To contribute to the Memorial Fund, please use this link or indicate on the donation form that your gift is in memory of Dr. Paul B. Myrdal. All donations to the Dr. Paul B. Myrdal Memorial Fund for Pharmaceutical Education will support AFPE’s Gateway Fellowship, which funds mentored research projects for B.S. and Pharm.D. students, and the Pre-Doctoral Fellowship, which supports mentored Ph.D. candidates’ research projects.


The 2023-2024 Dr. Paul B. Myrdal Pre-Doctoral Fellow is Kelsey Holdaway, University of Minnesota. Her research is titled “Development of Selective, Allosteric Inhibitors of Cyclin-Dependent Kinase 2 for the Therapeutic Treatment of Cancer”

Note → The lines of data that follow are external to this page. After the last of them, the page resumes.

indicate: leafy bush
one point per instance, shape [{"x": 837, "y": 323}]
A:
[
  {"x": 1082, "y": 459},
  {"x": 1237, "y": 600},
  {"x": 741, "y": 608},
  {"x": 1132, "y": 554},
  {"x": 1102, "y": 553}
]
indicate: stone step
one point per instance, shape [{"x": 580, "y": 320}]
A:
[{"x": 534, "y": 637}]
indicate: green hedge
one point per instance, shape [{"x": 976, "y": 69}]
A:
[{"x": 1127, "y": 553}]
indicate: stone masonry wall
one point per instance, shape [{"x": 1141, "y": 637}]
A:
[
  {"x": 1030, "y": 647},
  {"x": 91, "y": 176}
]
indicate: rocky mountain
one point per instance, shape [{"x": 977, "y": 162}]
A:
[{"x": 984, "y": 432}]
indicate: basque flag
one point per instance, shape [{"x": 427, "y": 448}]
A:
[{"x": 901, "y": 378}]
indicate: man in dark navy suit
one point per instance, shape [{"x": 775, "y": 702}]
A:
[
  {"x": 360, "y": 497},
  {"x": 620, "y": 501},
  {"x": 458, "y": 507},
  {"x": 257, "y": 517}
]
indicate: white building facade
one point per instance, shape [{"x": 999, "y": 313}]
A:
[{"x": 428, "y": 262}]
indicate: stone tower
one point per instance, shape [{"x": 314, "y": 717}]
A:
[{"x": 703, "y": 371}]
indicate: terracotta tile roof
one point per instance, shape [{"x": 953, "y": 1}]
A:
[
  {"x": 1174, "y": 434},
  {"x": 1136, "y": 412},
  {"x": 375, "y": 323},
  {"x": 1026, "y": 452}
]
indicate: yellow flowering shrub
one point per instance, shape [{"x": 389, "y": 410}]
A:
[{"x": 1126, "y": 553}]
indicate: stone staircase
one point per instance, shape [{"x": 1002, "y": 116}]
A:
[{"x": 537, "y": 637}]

Kelsey explains his project goals as:

“In diseases such as ovarian, breast, and colorectal cancers a particular enzyme termed CDK2 is overactivated, which leads to cancer cell growth. One approach toward the treatment of these types of cancers is to inhibit CDK2 and thus inhibit cancer cell growth. A main challenge in this approach is how to selectively target CDK2 over other similar enzymes, which if also inhibited will cause negative side effects. One such strategy to overcome this challenge is to design inhibitors that bind to a location on CDK2 that is unique and less conserved amongst other similar enzymes, which would result in improved selectivity and fewer or no undesirable side effects. Our lab has identified two such unique locations on CDK2 that are suitable for selective binding of an allosteric inhibitor. For the first site, our lab has already developed inhibitors capable of binding, however, they exhibit a problem with being outcompeted for binding by a small protein that activates CDK2. In order to improve the ability of our inhibitor to preferentially bind at this site, we propose to develop inhibitors capable of permanently binding. As the other protein binds in such a manner as it attaches and detaches cyclically, a permanently binding inhibitor could overcome the issue of being outcompeted. For the second site, computational analysis will be performed to help identify an inhibitor that would be compatible with binding at this location and inhibit the enzyme selectively. The outcome of this analysis is expected to identify an inhibitor that is compatible with binding to CDK2 at the specific location. With this knowledge, a variety of inhibitors can be synthesized and subsequently tested for their ability to selectively bind at this location and inhibit CDK2. Upon synthesis of inhibitors capable of selectively binding at either of these locations, the goal will be to test for inhibition activity against CDK2 and test the analogs for anticancer activity in several ovarian cancer cell lines. From this, it can be deduced how effective the inhibitors are at inhibiting CDK2 activity and thus inhibiting cancer cell growth. Ultimate goals are to test these inhibitors in animal models of cancer and then in clinical studies.”